難道不是嗎?這個故事完全可以刊登在報紙的一角,作為互助互愛的正面教材。有些遺憾的是,這個故事發生在池袋,而不能像柴又主演的系列電影《男人真命苦》那樣被搬上東京葛飾區的舞台。
第三天,香緒的母親在傍晚六點左右造訪我們的水果店,手上拎著愛瑪仕和Ferragamo的紙袋。她一臉陽光,看起來心情不錯地大步跨進店面,讓我又一次受到驚嚇。今天她穿了一件藍色的緞面迷你裙,外面套的則是一件銀狐毛外套。總算勉強蓋住了她傲人的胸部。
“阿誠,晚上好呀。我正準備去上班,順便來看看,你媽媽在家嗎?”
老媽估計正在旁邊的池袋演藝場,觀看由魔術、剪紙、相聲串聯起的表演吧。對於這種已經看了幾十次的重複內容,她卻始終樂此不疲。我回答說她不在,但這並沒有改變廣子興奮的狀態。她打開Ferragamo的紙袋,撕開薄薄的半透明包裝袋,拿出一件東西。
“來,阿誠,試試看。我覺得你穿起來一定很不錯!”
她如此說著時的臉上,還殘留著青黑色的痕跡。她將白色皮革短外套遞給我,我只好套上。穿起來感覺確實不錯,牛皮被處理得像棉花糖一樣柔軟。作為夜晚購物中心的寂寞王子,我憑著還算敏銳的直覺,給這件白色短外套估出了大概三十萬以上、四十萬以下的價格。
“確實不錯!這袋東西是給你媽媽的。我先走了啊!”
她一邊說,一邊順手把愛瑪仕紙袋放到已經堆成山的橘子上面。
“等等!我們只不過是照顧了一下生病的小女孩。這麼貴重的東西,我們不能要!”
香緒母親愣愣地盯著我,過了一會兒才笑著說:
“我記得神父說過,做好事的人就會得到回報的。阿誠你是好人,就應該得到這樣的回報啊!”
然後突然陷入了沉思。這個女人真是直腸子,心裡想什麼全都寫在臉上。半晌之後,她又從外套口袋裡取出一個設計不算有品味的火柴盒:
“今晚到我店裡來玩吧!免費的喲!”
然後,這個女人就大步流星地走了出去,當然還是擺著她那讓人眩暈的臀部。好人有好報。雖然我對這類諄諄教誨保持著一種不置可否的態度,但既然如此,廣子又是因為做了什麼,導致自己的臉到現在還掛著黑色的淤青呢?

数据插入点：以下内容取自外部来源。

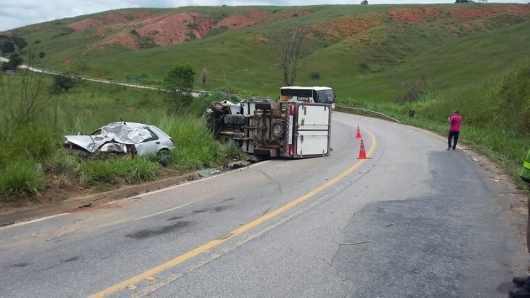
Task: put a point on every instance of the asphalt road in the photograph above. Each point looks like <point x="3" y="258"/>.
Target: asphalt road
<point x="411" y="220"/>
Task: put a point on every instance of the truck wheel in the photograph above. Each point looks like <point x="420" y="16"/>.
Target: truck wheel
<point x="278" y="130"/>
<point x="217" y="108"/>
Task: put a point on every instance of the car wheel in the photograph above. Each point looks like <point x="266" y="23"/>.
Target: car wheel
<point x="164" y="157"/>
<point x="79" y="153"/>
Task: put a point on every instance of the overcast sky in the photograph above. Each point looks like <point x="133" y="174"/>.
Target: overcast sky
<point x="18" y="13"/>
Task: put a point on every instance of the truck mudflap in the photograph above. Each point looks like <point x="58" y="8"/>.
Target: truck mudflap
<point x="275" y="129"/>
<point x="266" y="152"/>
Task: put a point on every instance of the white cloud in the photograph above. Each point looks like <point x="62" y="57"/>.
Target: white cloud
<point x="18" y="13"/>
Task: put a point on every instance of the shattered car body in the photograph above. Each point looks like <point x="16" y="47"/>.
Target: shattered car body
<point x="122" y="137"/>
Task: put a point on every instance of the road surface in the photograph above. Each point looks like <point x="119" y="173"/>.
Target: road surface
<point x="411" y="220"/>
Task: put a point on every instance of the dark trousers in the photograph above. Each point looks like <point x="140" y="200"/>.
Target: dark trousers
<point x="452" y="134"/>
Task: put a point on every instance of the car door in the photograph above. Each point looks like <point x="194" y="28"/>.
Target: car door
<point x="150" y="145"/>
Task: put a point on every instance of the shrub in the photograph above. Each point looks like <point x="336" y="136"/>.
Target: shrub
<point x="314" y="75"/>
<point x="21" y="178"/>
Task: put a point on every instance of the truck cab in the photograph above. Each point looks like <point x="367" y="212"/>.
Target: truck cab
<point x="273" y="129"/>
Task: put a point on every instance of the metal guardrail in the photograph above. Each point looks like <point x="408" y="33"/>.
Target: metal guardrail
<point x="365" y="112"/>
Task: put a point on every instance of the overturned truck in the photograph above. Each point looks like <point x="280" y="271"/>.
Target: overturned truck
<point x="273" y="129"/>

老媽在回家路上又去黑加侖攤上喝了一杯,到家已是三更半夜。我雖然無法理解她為什麼一定要換上和服、只為到走路五分鐘距離的演藝場看戲,不過也並不反對她追求自己的嗜好。老媽發現了橘子山上的愛瑪仕包,整張臉立刻亮了起來。
“阿誠,是你買給媽媽的嗎?”
我把香緒媽媽來店裡的過程告訴了老媽,然後把廣子店裡的火柴盒拿給她看。老媽細細的眉毛挑得半天高。狹窄的水果店面內,黑色的暴風雨正在醞釀。老媽不愧是土生土長的老街子弟,立刻咬字清楚地說:
◇
“咱們不能收這麼貴重的東西!阿誠,你今天就還回去,再向人家鄭重道謝!”
我看著廣子留下的火柴盒。茄子般的紫色搭配黃色的背景,PUB Soirée(酒吧晚會),地址是西池袋一丁目三十番台的前段。離我們的水果店只有幾分鐘的路程,那一帶的特種行業卻是出了名的惡名昭彰。

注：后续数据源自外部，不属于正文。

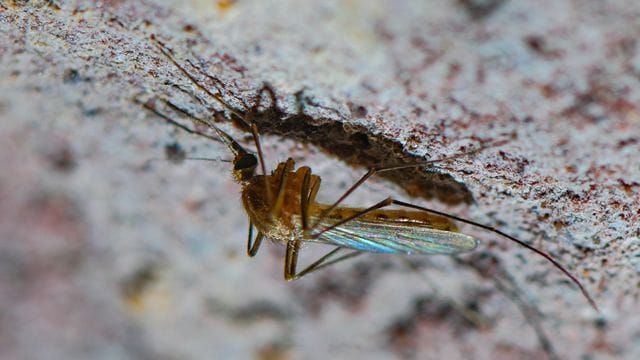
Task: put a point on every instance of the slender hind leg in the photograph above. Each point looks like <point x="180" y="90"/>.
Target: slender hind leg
<point x="253" y="245"/>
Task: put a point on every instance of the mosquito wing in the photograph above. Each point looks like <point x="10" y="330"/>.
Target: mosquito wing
<point x="397" y="238"/>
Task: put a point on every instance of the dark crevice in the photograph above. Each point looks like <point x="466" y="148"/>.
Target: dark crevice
<point x="355" y="145"/>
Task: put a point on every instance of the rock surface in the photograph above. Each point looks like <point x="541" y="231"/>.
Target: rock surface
<point x="107" y="252"/>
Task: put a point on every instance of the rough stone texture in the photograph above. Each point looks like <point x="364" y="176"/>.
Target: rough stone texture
<point x="106" y="253"/>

外帶酒店裡有酒,有坐檯的女孩子,有的還會有卡拉OK。這樣看來,它似乎和普通的酒店差不多。惟一的區別就在於,客人如果相中了哪個小姐,交些錢就可以把她帶出去。至於之後會發生什麼事情,還是由讀者您去想像吧。給你兩個提示:一、這種行為是違法的;二、和這裡隔街相望的池袋一丁目,就是和澀谷道玄坂齊名的賓館街。